Reputation: 113
I have a datatable containing thousands of rows. in the table there is a serial number column and a test number column. If a serial is tested more than one the test number increments. I need to be able to select the most recent test for each serial from my datatable and insert it into another datatable. Currently I am using this:
DataTable newdata = data.AsEnumerable().Where(x => x.Field<Int16>("Test") ==
data.AsEnumerable().Where(y => y.Field<string>("Serial") ==
x.Field<string>("SerialNumber")).Select(y =>
y.Field<Int16>("Test")).Max()).Select(x => x).CopyToDataTable();
This does do the job however as it is quite clear it is incredibly inefficient. Is there a more efficient way to select the top row of data for each serial number?
Thank you
Solution
So following on from Cam Bruce's answer I implemented the following code with a Dictionary rather than with a join:
//Get all of the serial numbers and there max test numbers
Dictionary<string, Int16> dict = data.AsEnumerable().GroupBy(x => x.Field<string>("SerialNumber")).ToDictionary(x => x.Key, x => x.Max(y => y.Field<Int16>("Test")));
//Create a datatable with only the max rows
DataTable newdata = data.AsEnumerable().Where(x => x.Field<Int16>("Test") ==
dict[x.Field<string>("SerialNumber")]).Select(x => x).CopyToDataTable();
//Clear the dictionary
dict.Clear();
Upvotes: 0
Views: 198
Reputation: 5689
This will give you each serial number, and the Max
test.

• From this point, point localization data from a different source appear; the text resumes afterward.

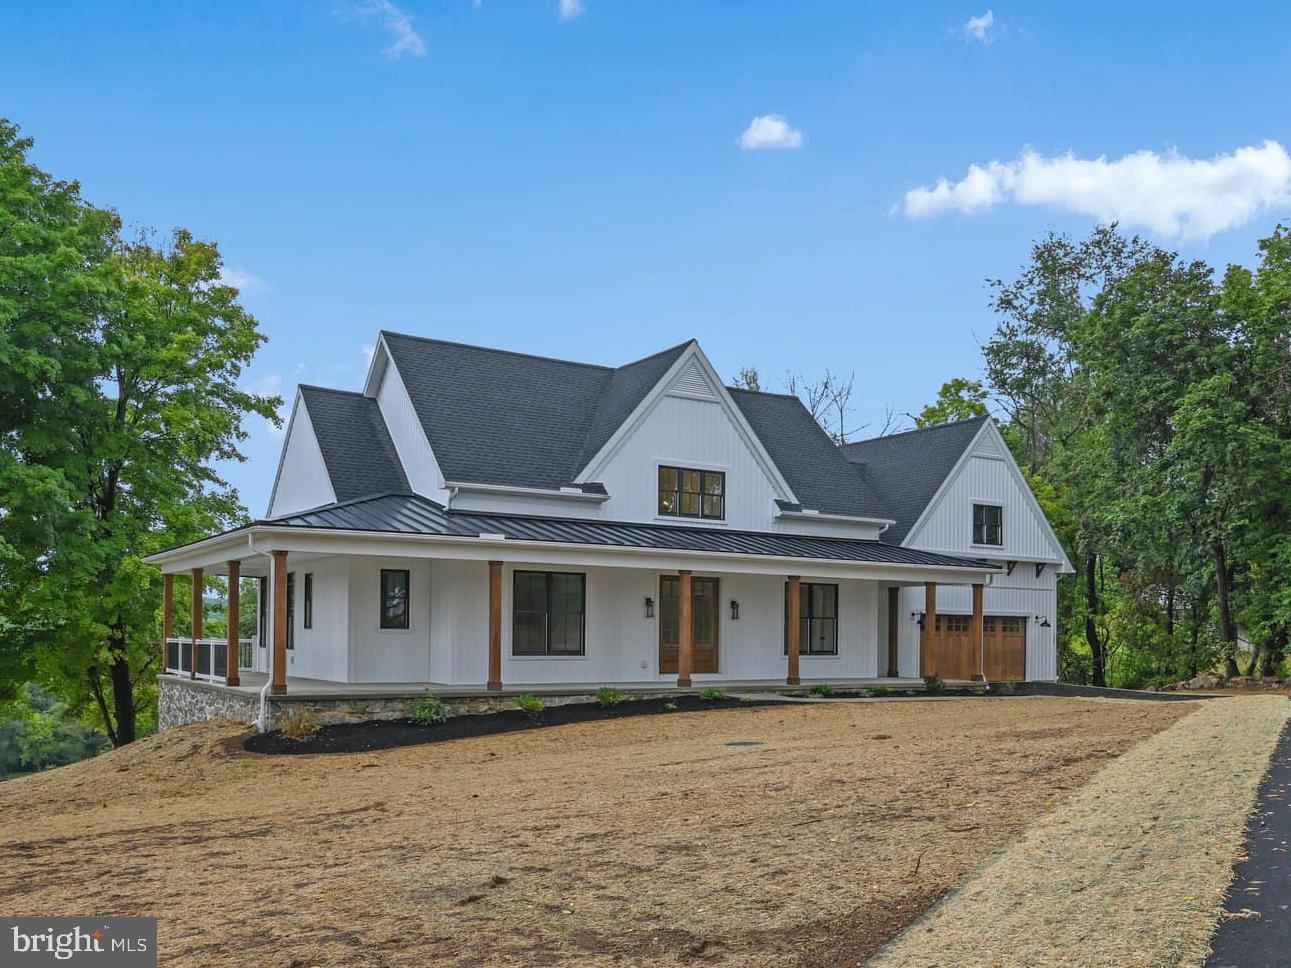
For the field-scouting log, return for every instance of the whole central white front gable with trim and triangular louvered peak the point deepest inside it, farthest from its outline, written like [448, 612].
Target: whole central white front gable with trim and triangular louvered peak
[689, 423]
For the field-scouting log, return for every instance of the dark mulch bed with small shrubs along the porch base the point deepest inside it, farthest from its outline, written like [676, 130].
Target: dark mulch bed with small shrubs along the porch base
[388, 735]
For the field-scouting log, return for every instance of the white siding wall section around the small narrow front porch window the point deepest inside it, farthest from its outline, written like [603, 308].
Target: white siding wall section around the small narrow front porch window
[389, 655]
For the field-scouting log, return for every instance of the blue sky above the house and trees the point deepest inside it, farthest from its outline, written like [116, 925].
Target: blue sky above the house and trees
[567, 177]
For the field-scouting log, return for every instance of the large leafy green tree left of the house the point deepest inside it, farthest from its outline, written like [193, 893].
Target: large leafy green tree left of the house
[135, 394]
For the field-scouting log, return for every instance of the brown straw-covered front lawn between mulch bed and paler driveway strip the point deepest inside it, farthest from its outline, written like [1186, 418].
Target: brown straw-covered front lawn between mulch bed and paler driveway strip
[635, 842]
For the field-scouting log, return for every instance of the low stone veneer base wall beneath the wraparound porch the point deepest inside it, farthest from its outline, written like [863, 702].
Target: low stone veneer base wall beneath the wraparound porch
[183, 701]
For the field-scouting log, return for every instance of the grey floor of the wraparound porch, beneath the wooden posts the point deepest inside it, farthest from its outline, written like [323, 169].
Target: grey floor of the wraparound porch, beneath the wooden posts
[298, 689]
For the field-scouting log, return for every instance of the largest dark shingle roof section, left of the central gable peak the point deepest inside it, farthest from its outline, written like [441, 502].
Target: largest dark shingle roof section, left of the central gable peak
[500, 418]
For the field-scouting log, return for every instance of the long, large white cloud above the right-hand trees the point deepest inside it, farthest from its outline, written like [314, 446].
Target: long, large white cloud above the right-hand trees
[1169, 194]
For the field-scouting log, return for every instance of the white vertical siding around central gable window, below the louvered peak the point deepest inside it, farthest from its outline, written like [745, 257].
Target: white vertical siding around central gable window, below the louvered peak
[691, 434]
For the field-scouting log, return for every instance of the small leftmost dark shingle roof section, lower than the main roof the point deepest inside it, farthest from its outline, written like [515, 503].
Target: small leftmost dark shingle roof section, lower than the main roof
[357, 449]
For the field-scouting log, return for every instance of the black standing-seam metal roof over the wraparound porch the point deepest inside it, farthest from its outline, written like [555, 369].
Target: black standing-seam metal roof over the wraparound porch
[412, 514]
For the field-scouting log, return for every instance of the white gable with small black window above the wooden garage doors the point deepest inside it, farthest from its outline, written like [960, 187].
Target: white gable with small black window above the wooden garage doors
[986, 508]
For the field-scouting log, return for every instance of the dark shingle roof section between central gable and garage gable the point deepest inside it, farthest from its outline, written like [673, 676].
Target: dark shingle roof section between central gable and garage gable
[817, 470]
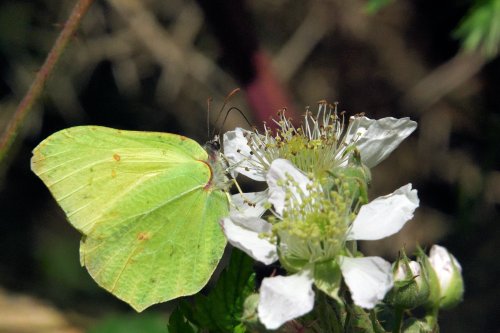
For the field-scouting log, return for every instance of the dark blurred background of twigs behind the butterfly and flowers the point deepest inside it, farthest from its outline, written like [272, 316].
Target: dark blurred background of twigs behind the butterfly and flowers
[152, 65]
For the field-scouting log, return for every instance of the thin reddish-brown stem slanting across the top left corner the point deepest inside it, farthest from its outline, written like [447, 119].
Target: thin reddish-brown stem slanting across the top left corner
[38, 84]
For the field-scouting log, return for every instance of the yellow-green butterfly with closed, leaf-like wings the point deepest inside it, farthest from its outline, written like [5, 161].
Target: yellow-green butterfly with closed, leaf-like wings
[148, 205]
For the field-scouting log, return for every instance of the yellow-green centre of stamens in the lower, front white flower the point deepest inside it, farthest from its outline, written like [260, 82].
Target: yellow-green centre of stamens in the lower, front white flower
[313, 227]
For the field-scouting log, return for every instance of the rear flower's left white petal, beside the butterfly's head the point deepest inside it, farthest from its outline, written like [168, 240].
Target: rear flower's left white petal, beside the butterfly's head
[238, 154]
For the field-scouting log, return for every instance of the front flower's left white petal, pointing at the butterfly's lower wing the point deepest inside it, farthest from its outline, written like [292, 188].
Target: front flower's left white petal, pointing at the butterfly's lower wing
[243, 233]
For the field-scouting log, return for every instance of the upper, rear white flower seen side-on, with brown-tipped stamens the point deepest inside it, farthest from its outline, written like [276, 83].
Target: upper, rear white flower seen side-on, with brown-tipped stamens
[320, 145]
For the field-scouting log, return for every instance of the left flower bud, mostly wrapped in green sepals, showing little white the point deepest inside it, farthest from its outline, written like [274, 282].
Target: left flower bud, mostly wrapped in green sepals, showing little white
[411, 288]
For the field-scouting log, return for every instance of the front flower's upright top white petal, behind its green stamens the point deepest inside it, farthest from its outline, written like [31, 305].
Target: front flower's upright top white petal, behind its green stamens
[280, 171]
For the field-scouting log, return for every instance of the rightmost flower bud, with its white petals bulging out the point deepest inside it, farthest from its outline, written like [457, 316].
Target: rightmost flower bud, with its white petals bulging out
[448, 276]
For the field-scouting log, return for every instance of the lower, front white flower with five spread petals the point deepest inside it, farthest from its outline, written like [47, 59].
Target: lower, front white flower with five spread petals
[309, 234]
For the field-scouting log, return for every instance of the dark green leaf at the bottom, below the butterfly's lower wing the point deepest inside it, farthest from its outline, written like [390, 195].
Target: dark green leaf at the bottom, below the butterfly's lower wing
[222, 309]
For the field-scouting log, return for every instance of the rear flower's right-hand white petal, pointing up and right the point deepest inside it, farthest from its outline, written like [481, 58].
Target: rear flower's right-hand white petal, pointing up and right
[376, 139]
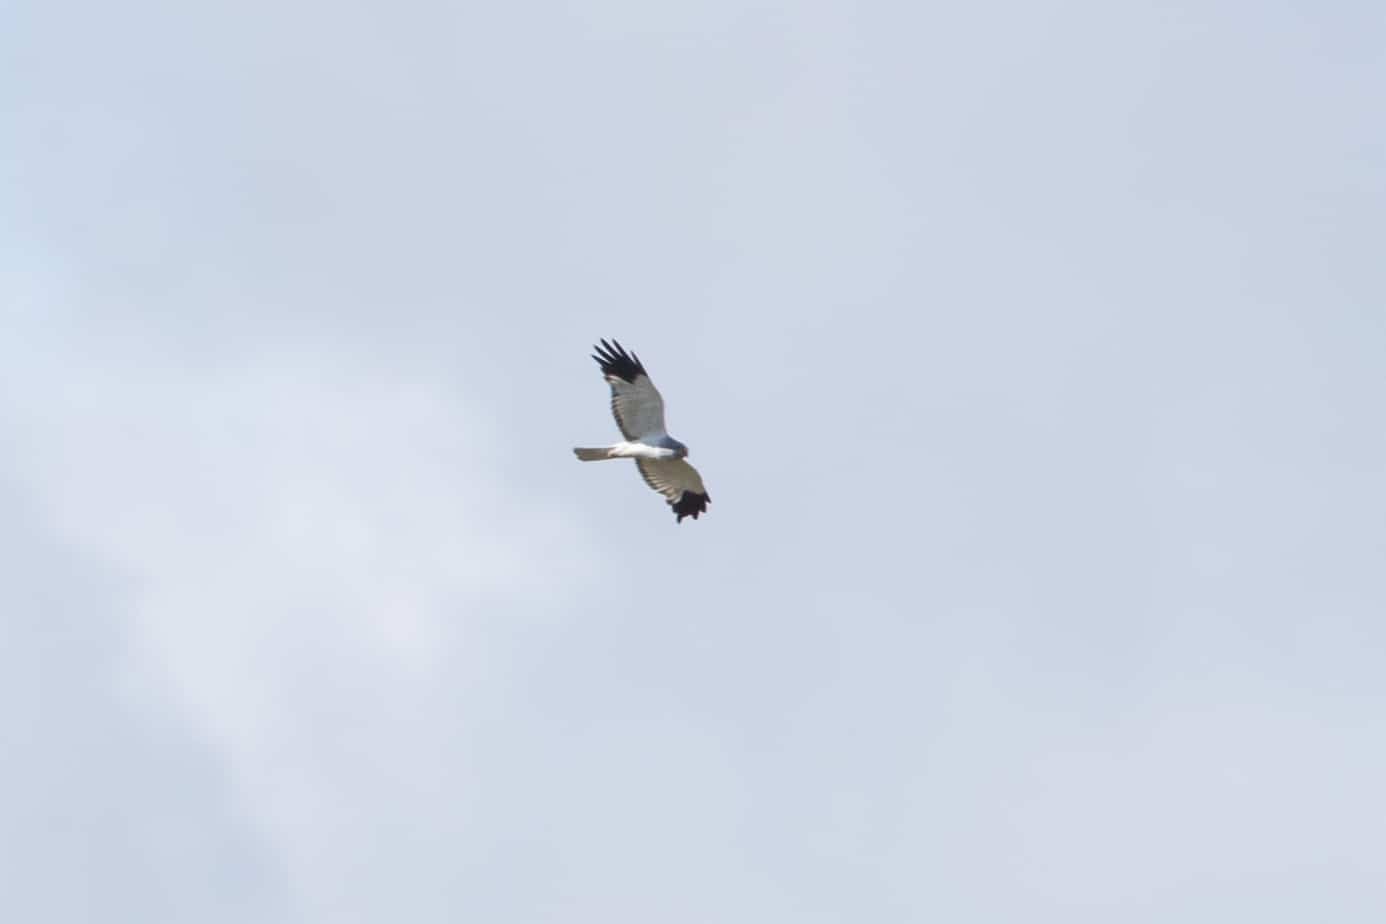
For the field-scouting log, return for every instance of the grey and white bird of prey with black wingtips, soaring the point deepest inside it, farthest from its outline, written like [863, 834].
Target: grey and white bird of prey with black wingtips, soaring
[640, 414]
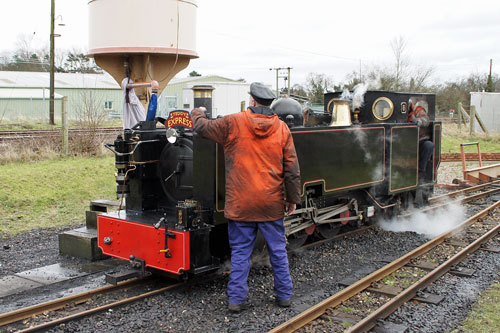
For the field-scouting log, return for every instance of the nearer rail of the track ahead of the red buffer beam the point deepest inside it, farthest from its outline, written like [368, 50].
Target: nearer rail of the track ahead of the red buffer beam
[100, 308]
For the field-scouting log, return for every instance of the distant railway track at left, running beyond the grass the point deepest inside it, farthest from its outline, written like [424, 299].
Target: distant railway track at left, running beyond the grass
[12, 136]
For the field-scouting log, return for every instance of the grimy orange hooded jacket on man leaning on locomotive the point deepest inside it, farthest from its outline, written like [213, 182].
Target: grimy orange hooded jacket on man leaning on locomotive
[260, 158]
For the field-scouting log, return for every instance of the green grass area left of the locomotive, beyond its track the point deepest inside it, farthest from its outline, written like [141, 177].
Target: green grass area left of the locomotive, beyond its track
[52, 192]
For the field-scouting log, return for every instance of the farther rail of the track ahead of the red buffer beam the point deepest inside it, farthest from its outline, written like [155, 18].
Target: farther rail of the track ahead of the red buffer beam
[27, 312]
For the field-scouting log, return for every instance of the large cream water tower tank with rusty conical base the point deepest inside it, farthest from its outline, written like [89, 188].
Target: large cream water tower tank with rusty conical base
[155, 38]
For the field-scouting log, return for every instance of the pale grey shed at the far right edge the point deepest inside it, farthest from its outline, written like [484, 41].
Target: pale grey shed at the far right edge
[488, 108]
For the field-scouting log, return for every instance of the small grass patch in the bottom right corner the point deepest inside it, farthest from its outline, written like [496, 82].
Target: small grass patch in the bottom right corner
[484, 315]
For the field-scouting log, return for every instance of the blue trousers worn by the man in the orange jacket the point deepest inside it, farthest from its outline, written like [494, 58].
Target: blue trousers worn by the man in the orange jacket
[241, 239]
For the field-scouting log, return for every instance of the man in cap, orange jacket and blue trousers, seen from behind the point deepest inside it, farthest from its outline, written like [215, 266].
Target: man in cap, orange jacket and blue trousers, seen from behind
[260, 158]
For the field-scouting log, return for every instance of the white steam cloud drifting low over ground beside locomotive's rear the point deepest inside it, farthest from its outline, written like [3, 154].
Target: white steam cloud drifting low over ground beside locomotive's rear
[430, 224]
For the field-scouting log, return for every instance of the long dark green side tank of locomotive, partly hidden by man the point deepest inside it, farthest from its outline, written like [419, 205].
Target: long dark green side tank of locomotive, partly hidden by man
[323, 159]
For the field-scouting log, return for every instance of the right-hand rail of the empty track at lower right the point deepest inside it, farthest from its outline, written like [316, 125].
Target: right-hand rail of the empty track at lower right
[385, 310]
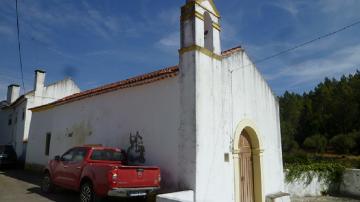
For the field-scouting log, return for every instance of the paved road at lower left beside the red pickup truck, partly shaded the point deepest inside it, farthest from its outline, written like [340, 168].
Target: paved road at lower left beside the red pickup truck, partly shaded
[24, 186]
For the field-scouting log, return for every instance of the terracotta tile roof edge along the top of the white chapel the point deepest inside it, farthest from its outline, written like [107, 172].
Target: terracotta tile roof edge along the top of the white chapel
[135, 81]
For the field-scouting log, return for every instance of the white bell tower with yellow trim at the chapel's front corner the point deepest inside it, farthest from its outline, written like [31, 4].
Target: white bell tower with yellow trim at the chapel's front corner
[201, 91]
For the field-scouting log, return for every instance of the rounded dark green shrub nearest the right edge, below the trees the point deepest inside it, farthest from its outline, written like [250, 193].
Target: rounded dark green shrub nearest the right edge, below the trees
[343, 143]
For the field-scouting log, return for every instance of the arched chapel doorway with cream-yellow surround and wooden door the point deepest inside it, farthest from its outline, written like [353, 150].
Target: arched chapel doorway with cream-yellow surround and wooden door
[248, 163]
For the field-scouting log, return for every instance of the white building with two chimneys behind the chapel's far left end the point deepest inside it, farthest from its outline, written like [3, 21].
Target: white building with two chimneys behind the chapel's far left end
[15, 116]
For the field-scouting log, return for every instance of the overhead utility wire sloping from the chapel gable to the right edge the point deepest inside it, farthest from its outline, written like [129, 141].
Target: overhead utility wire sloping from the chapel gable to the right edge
[302, 44]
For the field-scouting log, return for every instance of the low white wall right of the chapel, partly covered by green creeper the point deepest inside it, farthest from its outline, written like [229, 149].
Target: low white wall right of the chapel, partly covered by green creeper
[350, 186]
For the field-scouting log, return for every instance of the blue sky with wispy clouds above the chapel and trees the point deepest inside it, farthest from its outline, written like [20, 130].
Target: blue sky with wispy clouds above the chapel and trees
[101, 41]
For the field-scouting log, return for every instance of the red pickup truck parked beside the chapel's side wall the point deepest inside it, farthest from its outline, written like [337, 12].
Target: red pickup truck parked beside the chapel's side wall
[98, 172]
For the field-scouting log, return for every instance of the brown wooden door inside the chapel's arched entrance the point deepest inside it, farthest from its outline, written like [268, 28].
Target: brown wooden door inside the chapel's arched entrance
[246, 169]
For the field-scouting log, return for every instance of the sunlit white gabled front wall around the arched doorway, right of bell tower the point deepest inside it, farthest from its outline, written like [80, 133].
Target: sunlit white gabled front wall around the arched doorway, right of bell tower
[247, 97]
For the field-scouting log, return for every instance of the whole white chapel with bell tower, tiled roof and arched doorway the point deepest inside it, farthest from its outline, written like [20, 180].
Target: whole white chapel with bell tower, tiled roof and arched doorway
[211, 123]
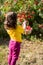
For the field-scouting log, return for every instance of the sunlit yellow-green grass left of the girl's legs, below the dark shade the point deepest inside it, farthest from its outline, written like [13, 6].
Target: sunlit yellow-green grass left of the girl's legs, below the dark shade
[3, 54]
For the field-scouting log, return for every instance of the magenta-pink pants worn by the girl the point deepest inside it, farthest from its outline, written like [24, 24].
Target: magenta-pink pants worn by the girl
[14, 49]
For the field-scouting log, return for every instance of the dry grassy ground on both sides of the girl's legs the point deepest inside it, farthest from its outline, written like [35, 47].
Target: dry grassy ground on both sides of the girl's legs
[31, 53]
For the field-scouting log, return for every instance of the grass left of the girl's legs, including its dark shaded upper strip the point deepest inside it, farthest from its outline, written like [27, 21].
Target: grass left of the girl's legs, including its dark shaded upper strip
[3, 52]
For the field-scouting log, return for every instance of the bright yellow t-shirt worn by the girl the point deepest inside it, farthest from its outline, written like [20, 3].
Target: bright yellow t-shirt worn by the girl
[15, 34]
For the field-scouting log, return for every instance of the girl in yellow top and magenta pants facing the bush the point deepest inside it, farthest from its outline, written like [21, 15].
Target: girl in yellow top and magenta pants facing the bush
[14, 32]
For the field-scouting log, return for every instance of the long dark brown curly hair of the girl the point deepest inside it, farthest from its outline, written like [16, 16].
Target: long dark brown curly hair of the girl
[11, 20]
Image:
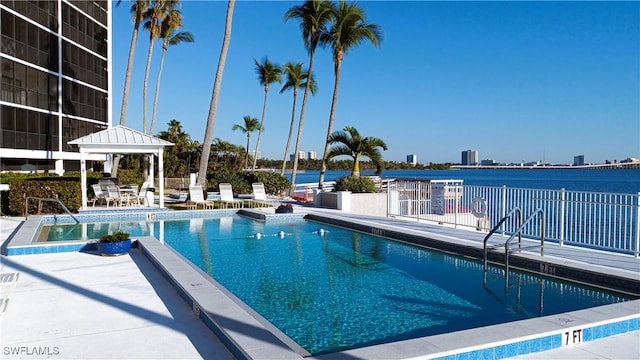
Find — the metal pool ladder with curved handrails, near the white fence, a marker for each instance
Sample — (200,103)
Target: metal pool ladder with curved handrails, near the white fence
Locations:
(508,249)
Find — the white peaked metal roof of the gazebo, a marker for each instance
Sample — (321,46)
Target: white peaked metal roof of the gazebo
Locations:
(120,139)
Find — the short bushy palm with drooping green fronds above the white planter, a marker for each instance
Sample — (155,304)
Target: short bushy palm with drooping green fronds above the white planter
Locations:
(349,142)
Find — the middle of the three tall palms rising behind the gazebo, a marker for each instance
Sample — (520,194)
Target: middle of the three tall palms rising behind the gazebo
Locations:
(155,15)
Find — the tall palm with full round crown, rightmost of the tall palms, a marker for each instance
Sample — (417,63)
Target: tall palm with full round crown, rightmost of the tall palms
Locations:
(349,29)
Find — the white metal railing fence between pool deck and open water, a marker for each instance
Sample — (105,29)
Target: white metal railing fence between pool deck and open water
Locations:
(599,220)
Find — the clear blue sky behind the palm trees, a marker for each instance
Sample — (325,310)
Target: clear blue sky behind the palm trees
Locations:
(514,80)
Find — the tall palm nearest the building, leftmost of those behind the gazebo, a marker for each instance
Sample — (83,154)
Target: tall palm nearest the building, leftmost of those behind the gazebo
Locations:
(138,9)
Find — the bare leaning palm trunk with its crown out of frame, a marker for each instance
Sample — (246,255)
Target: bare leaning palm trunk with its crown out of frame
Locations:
(213,107)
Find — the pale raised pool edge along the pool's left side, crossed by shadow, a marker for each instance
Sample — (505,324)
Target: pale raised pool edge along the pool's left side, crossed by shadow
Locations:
(239,331)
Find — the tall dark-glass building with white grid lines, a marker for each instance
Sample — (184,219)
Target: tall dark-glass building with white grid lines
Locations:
(55,59)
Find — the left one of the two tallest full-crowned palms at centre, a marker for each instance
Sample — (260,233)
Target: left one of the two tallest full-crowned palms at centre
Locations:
(314,17)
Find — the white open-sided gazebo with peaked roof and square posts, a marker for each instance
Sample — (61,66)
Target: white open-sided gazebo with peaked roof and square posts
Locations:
(120,140)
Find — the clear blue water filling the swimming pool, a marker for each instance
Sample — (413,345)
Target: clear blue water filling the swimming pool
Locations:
(347,289)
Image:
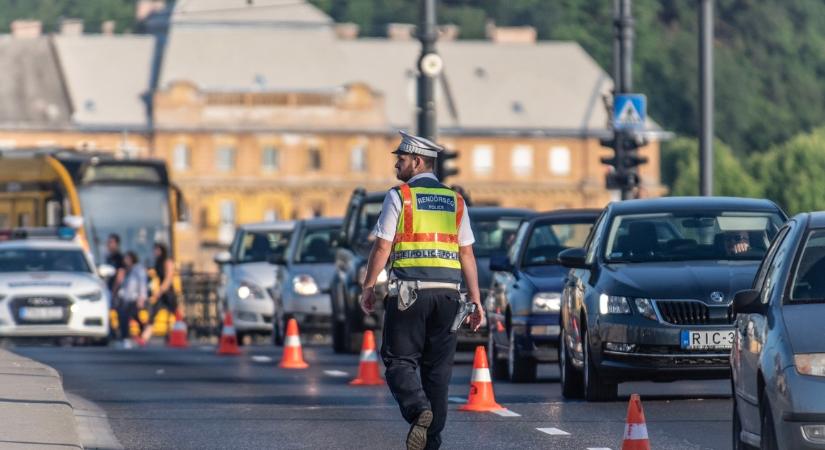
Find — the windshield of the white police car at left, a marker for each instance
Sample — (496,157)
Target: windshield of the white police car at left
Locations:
(43,260)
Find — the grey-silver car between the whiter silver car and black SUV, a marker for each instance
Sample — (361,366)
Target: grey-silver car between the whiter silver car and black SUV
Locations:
(304,277)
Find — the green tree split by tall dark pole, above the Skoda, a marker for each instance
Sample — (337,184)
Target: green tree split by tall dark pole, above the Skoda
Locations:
(680,170)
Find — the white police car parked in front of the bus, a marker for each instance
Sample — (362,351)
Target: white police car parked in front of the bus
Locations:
(50,288)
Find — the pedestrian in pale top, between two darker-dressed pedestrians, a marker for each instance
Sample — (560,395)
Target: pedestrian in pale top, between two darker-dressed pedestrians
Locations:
(132,294)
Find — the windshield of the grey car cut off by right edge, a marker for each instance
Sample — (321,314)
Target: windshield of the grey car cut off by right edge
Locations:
(809,280)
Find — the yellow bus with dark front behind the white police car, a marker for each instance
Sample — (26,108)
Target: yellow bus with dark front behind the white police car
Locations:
(95,193)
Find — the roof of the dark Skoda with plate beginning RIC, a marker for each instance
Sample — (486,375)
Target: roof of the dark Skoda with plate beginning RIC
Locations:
(688,204)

You can then join that result set back to the DataTable
to get all the max rows.
var maxTest= data.AsEnumerable()
.GroupBy(g=> g.Field<string>("SerialNumber"))
.Select(d=> new
{
SerialNumber = g.Key
Test = g.Max(g.Field<Int16>("Field"))
};
var maxRows = from d in data.AsEnumerable()
join m in maxTest
on new { S = d.Field<string>("SerialNumber"), T = d.Field<Int16>("Test") }
equals new { S = m.SerialNumber, T = m.Test }
select d;
Upvotes: 1